Como fica evidenciado, há todo um movimento global intenso de solidariedade e busca de soluções para o enfrentamento da pandemia. Entretanto, todos esses esforços têm que ser acompanhados de movimentos e compromissos nacionais capazes de interiorizar e incluir nos nossos marcos regulatórios as necessárias adequações ou até alterações legislativas

O Brasil tem sido pródigo em contradições e em trilhar caminhos na contramão do mundo, com autoridades negando a gravidade da pandemia ou até promovendo aglomerações e relutando em seguir recomendações da OMS ou baseadas na Ciência, enquanto vemos uma curva ascendente e chegamos próximos ao milhão de casos e mais de 40 mil mortes, relaxando o isolamento e priorizando os negócios, na falsa dicotomia em que priorizar vidas com o distanciamento social acaba com a economia.

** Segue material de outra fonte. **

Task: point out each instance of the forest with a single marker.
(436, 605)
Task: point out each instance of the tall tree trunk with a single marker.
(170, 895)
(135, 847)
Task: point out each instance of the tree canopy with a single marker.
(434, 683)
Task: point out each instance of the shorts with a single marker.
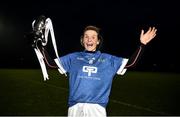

Mas o Brasil é maior do que seus governantes e temos tido propostas concretas que nos auxiliam na luta por assegurar a saúde como direito de todos e dever do Estado, conforme premissa de nossa Constituição.

Na defesa da saúde como direito, compartilhamos da luta por incluir uma PEC que assegure que o acesso a medicamentos seja considerado direito humano fundamental, proposta conduzida pela Frente Parlamentar em defesa da assistência farmacêutica, presidida pela deputada federal Alice Portugal (PCdoB-BA).

No que se refere a assegurar que todas as tecnologias utilizadas para o enfrentamento da emergência de saúde representada pela pandemia – sejam vacinas, medicamentos, diagnósticos, reagentes, dispositivos médicos, equipamentos de proteção individual, suprimentos e quaisquer outras tecnologias – tornem-se automaticamente objeto de concessão de licença compulsória por todo o período em que perdurar a situação de emergência de saúde pública, conforme já nos posicionamos em diversas oportunidades, louvamos o PL 1.462/2020, protocolado por 11 deputados de diversos partidos políticos no Congresso Nacional.

Em que pesem as restrições orçamentárias e o sufocamento das políticas públicas e do SUS impostas pela Emenda Constitucional 95/2016, esse mesmo SUS está sempre na linha de frente do combate à pandemia e na luta por melhores condições de saúde e de vida de nossas populações. Haveremos de resistir!

Jorge Bermudez é Médico, pesquisador da Ensp/Fiocruz; membro do Painel de Alto Nível em Acesso a Medicamentos do Secretário-Geral das Nações Unidas.